Deloitte opera en México vía 20 oficinas, da servicio a 14 mil clientes y 48 por ciento de su ingreso proviene de auditorias, 25 por ciento de impuestos y 27 por ciento de consultoría -incluida la financiera-, rubro que suele afectarse más con las crisis.
Deloitte estima que habrá que esperar hasta el tercer trimestre para ver en el orbe cierta recuperación, aunque dependerá de la efectividad del plan que se adopte para EU, ya con Barack Obama.
Y la novedad es que el fondo de inversión Alta Growth Capital, conformado por Erik Carlberg y Rafael Payro acaba de realizar su primera inversión. Se trata de la compra del 40 por ciento de la firma hospitalaria Amerimed que preside Rafael Espino y que lleva Ramiro Rojas. Esta compañía, que fue fundada hace 15 años, ha tenido un excelente crecimiento tras de asumir el capital un grupo de profesionales, que es a los que reforzará la firma financiera. Opera 4 hospitales y una clínica en Cabo San Lucas, San José, Puerto Vallarta y Cancún. Son inmuebles especializados en medicina de urgencia, crítica y de especialidad, tanto para la población local como para turistas o bien extranjeros, básicamente de EU, que han volteado a México para atenderse, dados los costos. Con los recursos, la idea es doblar el número de hospitales y clínicas para los próximos 2 años. Ahora mismo se gestiona la certificación en EU, para acreditar en las pólizas de seguros de ese país. Alta Growth Capital recién concluyó un primer cierre de 72 millones de dólares. Su objetivo es recaudar fondos hasta por 200 millones de dólares.

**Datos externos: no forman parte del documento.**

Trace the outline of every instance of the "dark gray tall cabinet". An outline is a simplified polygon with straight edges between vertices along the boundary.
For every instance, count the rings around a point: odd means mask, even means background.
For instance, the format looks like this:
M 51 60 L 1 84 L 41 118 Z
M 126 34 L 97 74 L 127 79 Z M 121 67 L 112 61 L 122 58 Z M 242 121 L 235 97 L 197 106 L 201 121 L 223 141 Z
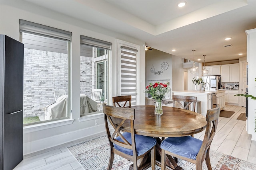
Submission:
M 0 170 L 23 159 L 23 47 L 0 35 Z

Las unicas acciones legales que Kansas City Southern México (KCSM) que lleva José Zozaya, no está dispuesta a retirar en sus controversias con Ferromex a cargo de Alfredo Casar, son las relacionadas con la fusión de Ferrosur, que era de Carlos Slim, a esta última. Como sabe, hay acciones de por medio incluso por la CFC de Eduardo Pérez Motta y en lo que hace a KCSM hay el convencimiento de que dicha compra-venta modificó la competencia en ese sector. De ahí en fuera, y en todo lo que tiene que ver con derechos de paso, KCSM aceptaría desmantelar los juicios en curso, al igual que Ferromex, para lograr de la mano con SCT de Luis Téllez, un acuerdo estructural que permita ver más hacia adelante. Pero incluso en el tema Ferromex-Ferrosur, KCSM se muestra flexible a negociar. La meta de SCT es lograr un arreglo en el rubro ferroviario durante este primer trimestre.
Desde el año pasado Cemex de Lorenzo Zambrano se ha mantenido activa en reprogramar sus pasivos, resultado de la compra de Rinker. La crisis sorprendió a la cementera en su plan de refinanciamiento. El año pasado reestructuró algunos vencimientos del 2009 y 2010 por 2 mil 200 millones de dólares, pero este año debía enfrentar 6 mil 600 millones de dólares. Aparentemente hay avances y no se descartan anuncios para febrero. Habrá que ver.
Quien suena para suceder a José Antonio López en la dirección de finanzas del IMSS es Antonio Sánchez, quien se sabe viene de las filas de BBVA Bancomer. López tomó la decisión de dejar ese instituto para colaborar con la IP de Monterrey.